The 1,600-patient Option randomized trial is designed to compare first-line oral anticoagulants with left atrial appendage occlusion using Watchman FLX in subjects treated via ablation for non-valvular atrial fibrillation. The primary safety endpoint is non-procedural bleeding, with a primary efficacy endpoint of all-cause death, stroke and systemic embolism, all through 36 months.

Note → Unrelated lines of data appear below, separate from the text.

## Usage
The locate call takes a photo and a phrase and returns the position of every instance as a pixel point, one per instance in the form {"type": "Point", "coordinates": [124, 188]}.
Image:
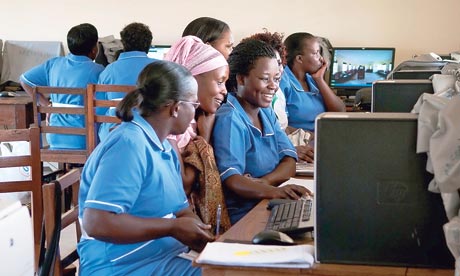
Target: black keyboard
{"type": "Point", "coordinates": [291, 217]}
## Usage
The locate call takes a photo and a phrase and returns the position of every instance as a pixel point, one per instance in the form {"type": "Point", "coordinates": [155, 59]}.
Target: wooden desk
{"type": "Point", "coordinates": [255, 221]}
{"type": "Point", "coordinates": [16, 112]}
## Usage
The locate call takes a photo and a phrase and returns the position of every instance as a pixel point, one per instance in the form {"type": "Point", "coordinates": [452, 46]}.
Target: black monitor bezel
{"type": "Point", "coordinates": [162, 46]}
{"type": "Point", "coordinates": [351, 89]}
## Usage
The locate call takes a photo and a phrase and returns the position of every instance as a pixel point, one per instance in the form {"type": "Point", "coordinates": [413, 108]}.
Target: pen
{"type": "Point", "coordinates": [219, 212]}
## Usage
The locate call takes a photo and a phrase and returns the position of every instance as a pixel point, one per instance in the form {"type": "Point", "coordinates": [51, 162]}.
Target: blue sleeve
{"type": "Point", "coordinates": [116, 184]}
{"type": "Point", "coordinates": [285, 147]}
{"type": "Point", "coordinates": [38, 75]}
{"type": "Point", "coordinates": [230, 142]}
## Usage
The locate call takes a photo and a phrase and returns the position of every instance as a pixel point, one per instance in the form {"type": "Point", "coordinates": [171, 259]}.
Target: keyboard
{"type": "Point", "coordinates": [303, 168]}
{"type": "Point", "coordinates": [292, 217]}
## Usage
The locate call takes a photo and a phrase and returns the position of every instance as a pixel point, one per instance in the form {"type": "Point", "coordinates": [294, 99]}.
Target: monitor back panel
{"type": "Point", "coordinates": [398, 95]}
{"type": "Point", "coordinates": [373, 206]}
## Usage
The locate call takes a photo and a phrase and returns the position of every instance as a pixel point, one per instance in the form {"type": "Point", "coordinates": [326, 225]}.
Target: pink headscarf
{"type": "Point", "coordinates": [196, 56]}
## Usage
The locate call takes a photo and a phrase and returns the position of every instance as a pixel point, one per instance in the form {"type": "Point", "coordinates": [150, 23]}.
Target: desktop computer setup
{"type": "Point", "coordinates": [354, 68]}
{"type": "Point", "coordinates": [367, 79]}
{"type": "Point", "coordinates": [372, 202]}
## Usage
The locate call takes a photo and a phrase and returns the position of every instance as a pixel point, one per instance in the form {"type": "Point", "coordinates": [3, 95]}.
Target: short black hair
{"type": "Point", "coordinates": [81, 39]}
{"type": "Point", "coordinates": [243, 59]}
{"type": "Point", "coordinates": [294, 45]}
{"type": "Point", "coordinates": [208, 29]}
{"type": "Point", "coordinates": [158, 83]}
{"type": "Point", "coordinates": [136, 37]}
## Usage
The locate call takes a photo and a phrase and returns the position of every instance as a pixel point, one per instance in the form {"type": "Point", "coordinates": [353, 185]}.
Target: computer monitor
{"type": "Point", "coordinates": [158, 51]}
{"type": "Point", "coordinates": [372, 201]}
{"type": "Point", "coordinates": [398, 95]}
{"type": "Point", "coordinates": [353, 68]}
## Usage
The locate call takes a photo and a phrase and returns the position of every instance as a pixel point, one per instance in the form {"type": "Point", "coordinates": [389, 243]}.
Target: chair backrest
{"type": "Point", "coordinates": [32, 164]}
{"type": "Point", "coordinates": [63, 155]}
{"type": "Point", "coordinates": [55, 221]}
{"type": "Point", "coordinates": [95, 94]}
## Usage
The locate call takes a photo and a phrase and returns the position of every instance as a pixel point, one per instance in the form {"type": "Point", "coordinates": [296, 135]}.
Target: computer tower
{"type": "Point", "coordinates": [398, 95]}
{"type": "Point", "coordinates": [372, 202]}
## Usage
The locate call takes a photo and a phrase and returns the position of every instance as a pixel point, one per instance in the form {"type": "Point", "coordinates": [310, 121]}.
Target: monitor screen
{"type": "Point", "coordinates": [353, 68]}
{"type": "Point", "coordinates": [158, 51]}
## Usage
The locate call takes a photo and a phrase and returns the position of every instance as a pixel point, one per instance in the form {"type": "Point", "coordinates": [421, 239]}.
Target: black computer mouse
{"type": "Point", "coordinates": [271, 237]}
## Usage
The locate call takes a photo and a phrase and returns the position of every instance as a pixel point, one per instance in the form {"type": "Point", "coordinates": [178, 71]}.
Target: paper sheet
{"type": "Point", "coordinates": [237, 254]}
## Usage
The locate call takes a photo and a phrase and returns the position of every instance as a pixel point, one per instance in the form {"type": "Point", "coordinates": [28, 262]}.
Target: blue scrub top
{"type": "Point", "coordinates": [131, 172]}
{"type": "Point", "coordinates": [124, 71]}
{"type": "Point", "coordinates": [241, 148]}
{"type": "Point", "coordinates": [302, 107]}
{"type": "Point", "coordinates": [69, 71]}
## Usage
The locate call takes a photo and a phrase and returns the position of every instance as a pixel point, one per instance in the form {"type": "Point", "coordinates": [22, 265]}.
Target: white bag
{"type": "Point", "coordinates": [16, 173]}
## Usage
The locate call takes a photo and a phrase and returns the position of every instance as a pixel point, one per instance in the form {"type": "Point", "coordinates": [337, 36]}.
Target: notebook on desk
{"type": "Point", "coordinates": [372, 202]}
{"type": "Point", "coordinates": [303, 168]}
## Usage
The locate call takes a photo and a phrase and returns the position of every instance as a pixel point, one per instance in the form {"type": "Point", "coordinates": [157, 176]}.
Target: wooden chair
{"type": "Point", "coordinates": [95, 119]}
{"type": "Point", "coordinates": [55, 221]}
{"type": "Point", "coordinates": [76, 156]}
{"type": "Point", "coordinates": [32, 160]}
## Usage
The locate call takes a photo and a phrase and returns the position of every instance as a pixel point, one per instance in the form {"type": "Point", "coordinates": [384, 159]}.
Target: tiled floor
{"type": "Point", "coordinates": [68, 241]}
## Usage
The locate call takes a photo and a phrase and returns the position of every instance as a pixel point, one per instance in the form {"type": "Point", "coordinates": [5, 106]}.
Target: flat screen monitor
{"type": "Point", "coordinates": [353, 68]}
{"type": "Point", "coordinates": [373, 206]}
{"type": "Point", "coordinates": [158, 51]}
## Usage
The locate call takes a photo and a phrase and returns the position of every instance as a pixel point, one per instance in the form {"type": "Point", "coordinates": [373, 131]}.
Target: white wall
{"type": "Point", "coordinates": [412, 26]}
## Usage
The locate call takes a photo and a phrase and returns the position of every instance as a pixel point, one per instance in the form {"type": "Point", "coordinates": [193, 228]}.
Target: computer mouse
{"type": "Point", "coordinates": [271, 237]}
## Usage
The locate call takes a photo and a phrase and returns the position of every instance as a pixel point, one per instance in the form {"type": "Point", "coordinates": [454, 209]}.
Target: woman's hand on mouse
{"type": "Point", "coordinates": [192, 232]}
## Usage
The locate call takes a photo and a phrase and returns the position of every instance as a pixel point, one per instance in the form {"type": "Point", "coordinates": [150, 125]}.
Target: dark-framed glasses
{"type": "Point", "coordinates": [194, 104]}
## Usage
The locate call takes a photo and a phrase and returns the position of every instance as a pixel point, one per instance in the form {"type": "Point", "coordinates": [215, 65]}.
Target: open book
{"type": "Point", "coordinates": [237, 254]}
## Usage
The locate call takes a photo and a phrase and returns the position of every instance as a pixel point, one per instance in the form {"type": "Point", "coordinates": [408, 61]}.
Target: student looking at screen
{"type": "Point", "coordinates": [303, 84]}
{"type": "Point", "coordinates": [213, 32]}
{"type": "Point", "coordinates": [76, 70]}
{"type": "Point", "coordinates": [199, 173]}
{"type": "Point", "coordinates": [253, 154]}
{"type": "Point", "coordinates": [304, 152]}
{"type": "Point", "coordinates": [135, 216]}
{"type": "Point", "coordinates": [136, 39]}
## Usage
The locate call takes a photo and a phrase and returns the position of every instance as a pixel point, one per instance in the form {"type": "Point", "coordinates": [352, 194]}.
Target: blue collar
{"type": "Point", "coordinates": [78, 58]}
{"type": "Point", "coordinates": [265, 121]}
{"type": "Point", "coordinates": [139, 121]}
{"type": "Point", "coordinates": [132, 54]}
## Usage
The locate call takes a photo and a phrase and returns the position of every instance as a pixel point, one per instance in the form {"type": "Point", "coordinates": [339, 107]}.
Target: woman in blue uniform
{"type": "Point", "coordinates": [307, 93]}
{"type": "Point", "coordinates": [135, 215]}
{"type": "Point", "coordinates": [253, 154]}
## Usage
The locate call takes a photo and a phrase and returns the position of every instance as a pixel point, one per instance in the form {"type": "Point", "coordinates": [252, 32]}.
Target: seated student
{"type": "Point", "coordinates": [304, 152]}
{"type": "Point", "coordinates": [253, 154]}
{"type": "Point", "coordinates": [77, 69]}
{"type": "Point", "coordinates": [307, 93]}
{"type": "Point", "coordinates": [135, 216]}
{"type": "Point", "coordinates": [213, 32]}
{"type": "Point", "coordinates": [136, 39]}
{"type": "Point", "coordinates": [210, 69]}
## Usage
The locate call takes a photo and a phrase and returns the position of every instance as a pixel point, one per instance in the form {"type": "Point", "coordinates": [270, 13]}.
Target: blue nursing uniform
{"type": "Point", "coordinates": [302, 107]}
{"type": "Point", "coordinates": [69, 71]}
{"type": "Point", "coordinates": [132, 172]}
{"type": "Point", "coordinates": [124, 71]}
{"type": "Point", "coordinates": [241, 148]}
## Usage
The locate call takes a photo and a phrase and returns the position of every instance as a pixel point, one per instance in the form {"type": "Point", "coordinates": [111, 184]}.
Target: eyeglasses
{"type": "Point", "coordinates": [194, 104]}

“Cardiac ablation is an effective way to treat an abnormal heart rhythm for many patients, though symptomatic relief can lead these patients to stop taking their blood thinners and unknowingly put themselves at an elevated risk for a stroke,” said Dr. Oussama Wazni, co-director of the Ventricular Arrhythmia Center, Center for Atrial Fibrillation and the Atrial Fibrillation Stroke Prevention Center at Cleveland Clinic and the principal investigator for the OPTION trial. “This first-of-its-kind trial will explore whether the one-time Watchman FLX device could replace commonly used anticoagulants for long-term stroke risk reduction in this growing patient population.”
“Beyond advancing the robust clinical literature supporting the Watchman therapy, findings from the OPTION trial have the potential to expand the number of patients with atrial fibrillation who can receive an alternative to life-long anticoagulants and thus avoid their potential side effects,” said Dr. Ian Meredith, AM, executive vice president and global chief medical officer, Boston Scientific. “The unique study design encompasses patients who will receive a Watchman FLX device either after or concurrent to an ablation procedure.”
Boston won a second CE Mark approval in the European Union for Watchman FLX in March, three years after taking it off the market there after receiving reports of device embolization. The initial CE Mark came in November 2015.